The storm made landfall Thursday before weakening to a tropical depression and crossing over to the Andaman Sea on Saturday.
Nakhon Si Thammarat bore the brunt of the storm after its eye made landfall there Friday, flooding up to 23 districts, while 11 districts in Pattani were under water, according to Chayapol Thitisak, director-general of the disaster department.
Torrential rain, strong winds and high waves caused flash floods, damaged houses and cut power lines. Airports and ferry services were shut down leaving thousands of tourists stranded at popular destinations including Koh Samui, Koh Tao and Koh Phangan.
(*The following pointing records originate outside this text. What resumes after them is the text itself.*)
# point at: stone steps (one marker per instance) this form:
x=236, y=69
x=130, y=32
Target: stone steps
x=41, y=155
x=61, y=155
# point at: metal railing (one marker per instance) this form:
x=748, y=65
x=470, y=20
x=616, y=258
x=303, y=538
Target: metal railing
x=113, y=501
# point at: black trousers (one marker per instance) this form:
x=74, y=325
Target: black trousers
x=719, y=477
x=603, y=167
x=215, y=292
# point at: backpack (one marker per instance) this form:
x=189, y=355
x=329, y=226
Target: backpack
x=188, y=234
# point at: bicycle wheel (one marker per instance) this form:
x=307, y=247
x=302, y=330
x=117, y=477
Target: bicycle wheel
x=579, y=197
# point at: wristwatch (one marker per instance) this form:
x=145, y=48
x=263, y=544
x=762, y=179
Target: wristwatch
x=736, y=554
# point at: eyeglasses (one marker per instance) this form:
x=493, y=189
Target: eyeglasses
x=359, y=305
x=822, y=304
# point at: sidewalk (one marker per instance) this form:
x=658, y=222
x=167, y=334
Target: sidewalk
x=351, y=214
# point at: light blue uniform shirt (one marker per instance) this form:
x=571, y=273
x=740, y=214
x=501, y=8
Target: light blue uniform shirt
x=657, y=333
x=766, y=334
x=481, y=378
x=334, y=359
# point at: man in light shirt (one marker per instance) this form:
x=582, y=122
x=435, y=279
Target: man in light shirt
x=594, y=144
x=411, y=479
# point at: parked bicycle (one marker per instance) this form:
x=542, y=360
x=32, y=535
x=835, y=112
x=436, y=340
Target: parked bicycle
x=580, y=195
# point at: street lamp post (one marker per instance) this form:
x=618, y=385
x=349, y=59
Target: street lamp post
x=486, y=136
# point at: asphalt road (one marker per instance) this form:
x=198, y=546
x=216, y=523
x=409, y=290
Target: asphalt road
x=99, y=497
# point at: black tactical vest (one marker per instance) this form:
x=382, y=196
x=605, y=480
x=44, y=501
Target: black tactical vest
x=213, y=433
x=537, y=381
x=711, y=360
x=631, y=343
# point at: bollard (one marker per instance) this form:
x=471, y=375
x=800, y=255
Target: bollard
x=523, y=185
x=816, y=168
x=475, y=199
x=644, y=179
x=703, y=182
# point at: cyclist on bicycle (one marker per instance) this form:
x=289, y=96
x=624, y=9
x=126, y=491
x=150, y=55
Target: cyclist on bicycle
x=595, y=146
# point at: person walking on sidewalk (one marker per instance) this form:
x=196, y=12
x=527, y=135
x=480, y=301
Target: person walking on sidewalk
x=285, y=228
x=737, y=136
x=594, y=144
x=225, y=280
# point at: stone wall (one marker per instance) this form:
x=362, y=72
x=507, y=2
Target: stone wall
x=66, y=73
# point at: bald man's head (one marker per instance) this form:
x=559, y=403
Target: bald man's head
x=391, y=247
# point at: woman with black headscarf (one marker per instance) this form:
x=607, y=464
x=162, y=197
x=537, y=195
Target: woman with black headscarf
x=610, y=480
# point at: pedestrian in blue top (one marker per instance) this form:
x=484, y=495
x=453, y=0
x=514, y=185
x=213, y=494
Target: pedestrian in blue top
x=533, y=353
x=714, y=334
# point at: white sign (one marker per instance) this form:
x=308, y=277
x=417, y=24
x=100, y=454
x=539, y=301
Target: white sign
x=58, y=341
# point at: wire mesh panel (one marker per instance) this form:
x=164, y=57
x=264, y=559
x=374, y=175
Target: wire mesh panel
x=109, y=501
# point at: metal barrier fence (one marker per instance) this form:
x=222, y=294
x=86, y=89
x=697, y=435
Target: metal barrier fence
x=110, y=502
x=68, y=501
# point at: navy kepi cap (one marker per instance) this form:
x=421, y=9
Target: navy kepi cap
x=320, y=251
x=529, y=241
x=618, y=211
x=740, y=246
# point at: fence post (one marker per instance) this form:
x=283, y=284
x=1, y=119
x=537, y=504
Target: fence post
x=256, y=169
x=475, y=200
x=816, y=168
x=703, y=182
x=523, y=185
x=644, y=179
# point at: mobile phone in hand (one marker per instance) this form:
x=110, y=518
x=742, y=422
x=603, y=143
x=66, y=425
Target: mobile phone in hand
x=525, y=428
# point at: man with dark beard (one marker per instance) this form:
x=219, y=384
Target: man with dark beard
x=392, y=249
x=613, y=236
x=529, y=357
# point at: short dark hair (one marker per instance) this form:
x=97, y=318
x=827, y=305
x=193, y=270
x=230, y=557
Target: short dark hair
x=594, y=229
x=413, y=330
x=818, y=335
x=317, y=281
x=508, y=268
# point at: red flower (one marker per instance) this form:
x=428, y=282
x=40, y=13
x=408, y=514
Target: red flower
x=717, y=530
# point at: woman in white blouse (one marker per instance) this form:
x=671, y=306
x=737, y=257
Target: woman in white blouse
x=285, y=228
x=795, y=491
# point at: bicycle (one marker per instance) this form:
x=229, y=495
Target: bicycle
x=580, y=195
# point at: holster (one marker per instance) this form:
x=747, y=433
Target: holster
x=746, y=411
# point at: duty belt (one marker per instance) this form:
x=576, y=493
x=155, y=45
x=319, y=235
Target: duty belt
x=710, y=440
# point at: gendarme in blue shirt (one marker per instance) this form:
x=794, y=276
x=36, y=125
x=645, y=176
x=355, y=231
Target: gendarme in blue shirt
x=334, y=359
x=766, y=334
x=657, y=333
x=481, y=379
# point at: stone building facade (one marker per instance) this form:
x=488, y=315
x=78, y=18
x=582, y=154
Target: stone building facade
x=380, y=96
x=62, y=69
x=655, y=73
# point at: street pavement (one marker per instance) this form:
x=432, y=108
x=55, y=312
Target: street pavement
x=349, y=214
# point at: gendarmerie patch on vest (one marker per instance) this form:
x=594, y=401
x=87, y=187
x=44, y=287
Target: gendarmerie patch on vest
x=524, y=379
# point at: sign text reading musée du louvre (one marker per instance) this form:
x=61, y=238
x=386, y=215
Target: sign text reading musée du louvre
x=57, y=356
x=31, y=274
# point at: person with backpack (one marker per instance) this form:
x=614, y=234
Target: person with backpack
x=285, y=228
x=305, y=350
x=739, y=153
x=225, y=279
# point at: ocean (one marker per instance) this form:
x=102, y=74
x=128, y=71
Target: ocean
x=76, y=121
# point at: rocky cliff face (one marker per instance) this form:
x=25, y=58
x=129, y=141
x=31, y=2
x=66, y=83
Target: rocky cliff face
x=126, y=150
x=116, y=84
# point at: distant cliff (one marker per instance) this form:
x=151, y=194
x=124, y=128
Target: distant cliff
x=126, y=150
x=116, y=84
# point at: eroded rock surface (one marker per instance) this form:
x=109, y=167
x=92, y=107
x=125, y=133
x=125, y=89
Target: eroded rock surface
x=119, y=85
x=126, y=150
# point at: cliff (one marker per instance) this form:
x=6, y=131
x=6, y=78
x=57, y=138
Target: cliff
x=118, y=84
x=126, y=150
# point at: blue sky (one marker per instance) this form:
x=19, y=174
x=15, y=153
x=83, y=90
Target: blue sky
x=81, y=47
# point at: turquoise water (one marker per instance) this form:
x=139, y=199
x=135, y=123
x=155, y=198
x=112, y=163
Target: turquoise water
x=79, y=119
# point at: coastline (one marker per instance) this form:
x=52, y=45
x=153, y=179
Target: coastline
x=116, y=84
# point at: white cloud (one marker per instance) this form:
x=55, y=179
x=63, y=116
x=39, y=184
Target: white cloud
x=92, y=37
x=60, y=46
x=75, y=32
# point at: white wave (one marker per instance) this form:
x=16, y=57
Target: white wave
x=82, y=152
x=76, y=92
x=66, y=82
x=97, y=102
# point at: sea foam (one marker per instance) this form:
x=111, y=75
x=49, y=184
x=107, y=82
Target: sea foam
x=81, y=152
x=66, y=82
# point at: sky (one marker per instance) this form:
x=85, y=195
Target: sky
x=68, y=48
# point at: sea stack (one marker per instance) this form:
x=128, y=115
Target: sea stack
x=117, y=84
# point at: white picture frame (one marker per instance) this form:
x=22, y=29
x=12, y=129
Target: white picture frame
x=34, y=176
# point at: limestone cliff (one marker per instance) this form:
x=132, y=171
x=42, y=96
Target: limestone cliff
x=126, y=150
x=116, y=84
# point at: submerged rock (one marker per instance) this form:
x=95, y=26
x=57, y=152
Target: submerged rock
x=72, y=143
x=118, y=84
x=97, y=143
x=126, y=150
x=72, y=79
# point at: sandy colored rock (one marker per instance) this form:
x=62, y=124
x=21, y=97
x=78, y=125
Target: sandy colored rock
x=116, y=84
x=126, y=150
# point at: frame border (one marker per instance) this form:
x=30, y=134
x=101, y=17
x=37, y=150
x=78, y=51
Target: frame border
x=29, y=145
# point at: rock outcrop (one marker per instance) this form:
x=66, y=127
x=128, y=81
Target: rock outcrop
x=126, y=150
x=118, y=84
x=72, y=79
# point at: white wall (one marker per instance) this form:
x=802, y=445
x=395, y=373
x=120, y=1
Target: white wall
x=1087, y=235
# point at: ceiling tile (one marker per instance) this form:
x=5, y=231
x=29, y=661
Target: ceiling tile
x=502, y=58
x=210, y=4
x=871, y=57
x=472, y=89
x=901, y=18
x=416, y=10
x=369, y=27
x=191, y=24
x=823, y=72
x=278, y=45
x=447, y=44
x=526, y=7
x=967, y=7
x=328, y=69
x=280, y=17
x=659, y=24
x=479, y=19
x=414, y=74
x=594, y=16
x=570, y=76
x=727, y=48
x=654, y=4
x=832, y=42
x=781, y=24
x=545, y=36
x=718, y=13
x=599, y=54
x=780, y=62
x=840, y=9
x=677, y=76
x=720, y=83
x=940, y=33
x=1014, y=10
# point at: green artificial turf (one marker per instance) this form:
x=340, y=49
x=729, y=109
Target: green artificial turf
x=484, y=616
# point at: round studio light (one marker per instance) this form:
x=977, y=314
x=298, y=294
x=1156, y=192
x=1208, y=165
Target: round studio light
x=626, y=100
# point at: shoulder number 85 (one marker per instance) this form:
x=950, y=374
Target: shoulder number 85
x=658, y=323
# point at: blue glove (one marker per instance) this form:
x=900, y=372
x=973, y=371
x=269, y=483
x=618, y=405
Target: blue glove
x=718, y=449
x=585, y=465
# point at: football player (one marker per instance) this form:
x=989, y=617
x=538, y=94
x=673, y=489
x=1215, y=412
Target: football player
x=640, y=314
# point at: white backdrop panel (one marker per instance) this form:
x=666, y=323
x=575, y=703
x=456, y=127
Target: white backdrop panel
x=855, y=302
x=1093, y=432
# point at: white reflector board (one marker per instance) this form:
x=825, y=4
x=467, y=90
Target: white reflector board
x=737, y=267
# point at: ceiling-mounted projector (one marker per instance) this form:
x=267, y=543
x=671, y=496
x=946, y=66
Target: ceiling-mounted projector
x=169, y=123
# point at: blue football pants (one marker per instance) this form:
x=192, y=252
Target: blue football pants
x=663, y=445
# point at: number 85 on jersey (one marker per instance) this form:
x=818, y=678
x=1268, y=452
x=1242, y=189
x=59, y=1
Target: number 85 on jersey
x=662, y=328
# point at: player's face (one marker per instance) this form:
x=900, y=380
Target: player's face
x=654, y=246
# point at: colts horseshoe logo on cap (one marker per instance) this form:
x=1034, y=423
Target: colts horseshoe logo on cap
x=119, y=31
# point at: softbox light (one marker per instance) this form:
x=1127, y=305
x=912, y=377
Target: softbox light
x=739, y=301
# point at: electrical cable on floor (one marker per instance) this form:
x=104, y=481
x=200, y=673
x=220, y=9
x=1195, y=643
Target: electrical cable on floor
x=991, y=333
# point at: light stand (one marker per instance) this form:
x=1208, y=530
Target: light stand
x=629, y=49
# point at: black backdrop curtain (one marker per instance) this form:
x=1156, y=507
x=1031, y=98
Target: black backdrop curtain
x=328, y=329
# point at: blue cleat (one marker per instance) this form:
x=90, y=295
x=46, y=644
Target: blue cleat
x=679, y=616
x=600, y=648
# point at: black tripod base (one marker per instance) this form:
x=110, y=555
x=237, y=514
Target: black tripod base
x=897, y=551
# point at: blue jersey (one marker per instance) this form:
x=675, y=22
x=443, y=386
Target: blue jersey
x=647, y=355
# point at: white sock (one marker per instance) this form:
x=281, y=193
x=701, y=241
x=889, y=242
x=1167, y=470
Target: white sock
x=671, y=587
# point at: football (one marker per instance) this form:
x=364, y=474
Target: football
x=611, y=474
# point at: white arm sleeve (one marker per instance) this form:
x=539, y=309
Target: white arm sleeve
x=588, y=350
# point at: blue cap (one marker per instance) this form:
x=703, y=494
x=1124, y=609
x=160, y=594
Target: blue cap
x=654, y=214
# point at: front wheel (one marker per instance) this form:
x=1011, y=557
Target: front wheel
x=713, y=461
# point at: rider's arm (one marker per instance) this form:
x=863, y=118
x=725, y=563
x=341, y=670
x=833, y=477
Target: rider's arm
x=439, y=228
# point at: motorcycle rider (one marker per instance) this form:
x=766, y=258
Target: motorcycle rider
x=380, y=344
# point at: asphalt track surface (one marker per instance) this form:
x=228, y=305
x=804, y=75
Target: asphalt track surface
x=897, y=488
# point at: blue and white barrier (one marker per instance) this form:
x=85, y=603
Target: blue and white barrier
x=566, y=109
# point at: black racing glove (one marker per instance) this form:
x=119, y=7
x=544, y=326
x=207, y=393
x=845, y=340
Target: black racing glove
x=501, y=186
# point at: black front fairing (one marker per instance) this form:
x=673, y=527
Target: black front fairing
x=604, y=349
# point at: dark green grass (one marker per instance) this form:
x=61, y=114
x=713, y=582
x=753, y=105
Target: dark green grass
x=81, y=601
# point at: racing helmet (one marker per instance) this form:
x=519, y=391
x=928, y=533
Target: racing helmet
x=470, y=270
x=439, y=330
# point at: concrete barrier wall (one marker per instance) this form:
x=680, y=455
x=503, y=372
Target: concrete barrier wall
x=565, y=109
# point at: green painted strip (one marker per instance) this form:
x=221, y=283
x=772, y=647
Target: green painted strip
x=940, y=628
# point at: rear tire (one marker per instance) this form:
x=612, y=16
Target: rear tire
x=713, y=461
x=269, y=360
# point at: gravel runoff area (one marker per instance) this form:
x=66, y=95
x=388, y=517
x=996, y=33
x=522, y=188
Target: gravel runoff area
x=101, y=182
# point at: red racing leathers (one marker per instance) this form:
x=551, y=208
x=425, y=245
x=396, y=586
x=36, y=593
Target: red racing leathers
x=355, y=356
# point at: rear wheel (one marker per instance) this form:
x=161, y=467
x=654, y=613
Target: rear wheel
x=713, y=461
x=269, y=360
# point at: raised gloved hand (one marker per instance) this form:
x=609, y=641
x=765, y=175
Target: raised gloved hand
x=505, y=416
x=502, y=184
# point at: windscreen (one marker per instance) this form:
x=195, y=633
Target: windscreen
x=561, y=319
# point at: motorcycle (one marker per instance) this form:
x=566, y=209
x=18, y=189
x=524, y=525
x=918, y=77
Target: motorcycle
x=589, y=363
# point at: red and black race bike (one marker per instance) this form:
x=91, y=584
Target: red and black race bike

Nithi Siprae, top regional tourism official, said he expects a minor impact on the industry, as this period is peak season for the Andaman region while the storm mostly damaged the Gulf coast.
Worasit Phongkampan of the Koh Samui Tourism Association said the storm could cost the island over 100 million baht in revenues.
According to Nithi, tourism in the south generated about 800 billion baht last year, a 13 percent increase over last year.
The fisheries sector is estimated to have lost more than 1.2 billion baht over the five days affected by the storm, while the cost to agriculture could rise to 2 billion baht, representatives said.
The Agriculture and Cooperatives Ministry promised to compensate farmers and fishers affected by the storm, including damages to crops, fields, livestock and vessels. The Industry Ministry also announced measures including exemption of annual fees to affected factories and special loans with marketing consultation for local businesses.
The Geo-Informatics and Space Technology Development Agency predicted that there’s less than a 5 percent chance that Thailand will be hit directly by another tropical storm this year.